JUNEAU -- The Alaska Senate approved a plan early today to give subsidies of up to $20 million a year to Petro Star and $10 million a year to Tesoro for five years.

The 40 percent tax credit would be paid in the form of refunded taxes or cash payments to the companies in exchange for “infrastructure expenditures” at the Petro Star refineries in North Pole and Valdez and the Tesoro refinery in Kenai. The Senate removed a House amendment that had added the shuttered Agrium fertilizer plant to the list of institutions qualifying for the subsidy. The House adjourned at 4 a.m., planning to return to work at 2 p.m. Monday,

The shutdown of the Flint Hills refinery led to the financial aid plan, which was requested by Petro Star to deal with issues such as high-priced North Slope oil and tens of millions in payments to the so-called "Quality Bank" to compensate for the lower-quality oil the company injects back into the pipeline.
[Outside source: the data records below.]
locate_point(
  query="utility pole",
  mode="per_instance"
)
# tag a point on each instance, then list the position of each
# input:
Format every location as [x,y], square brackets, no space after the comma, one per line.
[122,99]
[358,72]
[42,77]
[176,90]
The refineries along the trans-Alaska pipeline return about 70 percent of the oil they extract, but what they return is of much less value. Petro Star claims the formula is unfair, a position that the state once rejected, but adopted after the Flint Hills shutdown news. Tesoro opposes any change in the formula.

Qualifying expenditures for the subsidy are for the "in-state purchase, installation, or modification of tangible personal property for the in-state manufacture or in-state transport of refined petroleum products, or petroleum-based feedstock.”

The bill, which had been approved by the House last week, won Senate approval at about 2:30 a.m. on a 14-6 vote.

Democrats Hollis French, Johnny Ellis, Berta Gardner and Bill Wielechowski joined Republicans Mike Dunleavy and Anna Fairclough in opposing the measure.

Sen. Peter Micciche defended the inclusion of Tesoro in the financial aid plan, though no one argued that Tesoro needed a state subsidy.

“In a free market economy, the reality of it is, you shouldn’t pick winners and losers. If you’re going to offer incentive or a credit, it should be given to each individual facility in that industrial class.”

On Sunday, Natural Resources Commissioner Joe Balash said the state payments to the companies would not be subsidies. He said it was a “deferral of the payments we would lose if these facilities were to shut down and we were to lose that additional revenue.”

As to why Tesoro was included, Balash had repeated his earlier statements about the state not picking winners and losers. He said there is fierce competition in Alaska. “We think that competition is good for Alaska, good for Alaskans, good for the economy. We don’t want to take an action that would tip the scales in favor of one company over another,” he said. “We worked very hard to keep this set of incentives available to all of the refineries,” he said.

French said it appeared that supporters had an “unresistible urge toward tax credits.” The tax credits will be paid with state savings, he said, but if they had to be paid from the proceeds of an income tax, a sales tax or with money from the Permanent Fund, Alaskans would say "baloney."

French said the companies were unwilling to bring forward their financial data and made a “half-hearted case” for the subsidy plan. He said he understands the need to guarantee jet fuel supplies for the military, but not with a program of this sort.

Petro Star, which is owned by the Arctic Slope Regional Corp., the largest Alaska-based firm, received a competitively-bid contract of up to $8 million in February for jet fuel sales to the military through 2018. It qualifies as a “small business,” according to the Department of Defense.